Thank you for posting your results @Knnn. My husband is suffering from short-term memory loss and a lack of clarity lately, but he is resistant to the idea of a keto diet as he loves sugar. I had contemplated picking up some MCT oil or KE for him to try, I see from your results that he’s likely to have to take the KE continuously to get the same effect as being in nutritional ketosis.

I found a study (pdf available) where they are measuring such things in the context of humans. (There are a boatload in rodents but the numbers aren’t always indicative of human reactions.) The typical peak and dip lasts about 3 hours feeding of BHB as ketone ester (141 mg/kg and 282 mg/kg of R-3-hydroxybutyl-R-1,3-hydroxybutyrate) dosed according to bodyweight. The higher dose produced a steeper curve, but duration was about the same.

Then they looked at how often they needed to feed the ester to achieve specific levels:

So, there is a bit of buildup with successive feedings, but there’s still peaks and dips compared to a constant influx with a feeding tube. As mentioned above, the transport across the BBB differs by individual, so it’s important to figure out what plasma level needs to be achieved for the desired results. I have to think the supplements will get expensive and at some point maybe they’ll be more receptive to a dietary intervention.

The other thing you might want try is extending the BHB window using MCT oil, if their gut can handle it. I’ll see if I can find a human study on that. It might give you a less drastic rollercoaster.

Yes, one of the side-effects of exogenous ketones is a corresponding reduction in glucose. If you are using an ester, there will be acetoacetate present in addition to the BHB you can test with the meter. Both of these are used by the brain and compensate for glucose as an energy source. The high level of ketones alter the pancreatic hormones to lower glucose.

Oh good, here’s the effect of MCT oil over an 8 hour period. The study is broken down into the 3 specific fatty acids, C8, C10, C12 by their rate of absorption and BHB increase. Their conclusion is that C8 has the most effect.

Combining MCT and esters might be a good strategy for your friend? The bump in ketones from MCT oil isn’t nearly as high and large doses generally cause the gut to rebel.

AUCs for plasma total ketones were not significantly different
between C8 and C8C10. Compared to C10 given alone, both
C8 and C8C10 increased the AUCs for plasma AcAc by 2 fold,
plasma b-HB by 5 fold and total ketones by 2.5 fold

P.S.
The C8 oil Brain Octane is more expensive than regular MCT oil, but may/may not give you a bigger boost at a tolerable ingestion level.

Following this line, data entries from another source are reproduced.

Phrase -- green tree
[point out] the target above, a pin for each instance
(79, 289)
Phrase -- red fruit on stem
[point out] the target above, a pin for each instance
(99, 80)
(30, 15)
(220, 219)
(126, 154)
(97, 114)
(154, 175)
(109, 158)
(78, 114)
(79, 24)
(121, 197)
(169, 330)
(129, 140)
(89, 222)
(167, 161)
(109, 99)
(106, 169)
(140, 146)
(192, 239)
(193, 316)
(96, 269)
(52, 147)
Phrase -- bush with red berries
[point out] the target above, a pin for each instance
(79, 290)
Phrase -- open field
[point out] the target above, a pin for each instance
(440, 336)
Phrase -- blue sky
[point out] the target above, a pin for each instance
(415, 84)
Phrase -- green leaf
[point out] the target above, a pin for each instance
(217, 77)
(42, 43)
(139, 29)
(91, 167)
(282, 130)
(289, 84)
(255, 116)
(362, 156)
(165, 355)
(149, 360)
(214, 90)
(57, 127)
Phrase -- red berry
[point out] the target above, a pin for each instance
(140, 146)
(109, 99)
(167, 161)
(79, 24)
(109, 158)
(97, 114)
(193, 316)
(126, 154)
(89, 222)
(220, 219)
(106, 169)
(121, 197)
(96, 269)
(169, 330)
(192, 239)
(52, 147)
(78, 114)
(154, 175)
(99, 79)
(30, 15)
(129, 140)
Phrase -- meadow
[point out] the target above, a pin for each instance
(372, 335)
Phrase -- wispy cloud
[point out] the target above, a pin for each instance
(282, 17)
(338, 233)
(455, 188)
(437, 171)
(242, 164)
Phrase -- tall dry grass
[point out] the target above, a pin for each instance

That certainly sounds reasonable.

The one caveat I would put forward is that there is no research, so far as I know, to demonstrate what happens when exogenous ketones are consumed in a state of high insulin. Harm doesn’t seem likely, but I don’t believe we know for sure. @carolT? Anything you might add? I’m not spotting anything on PubMed.

Though your friend’s experience demonstrates that they do get into the brain, at least.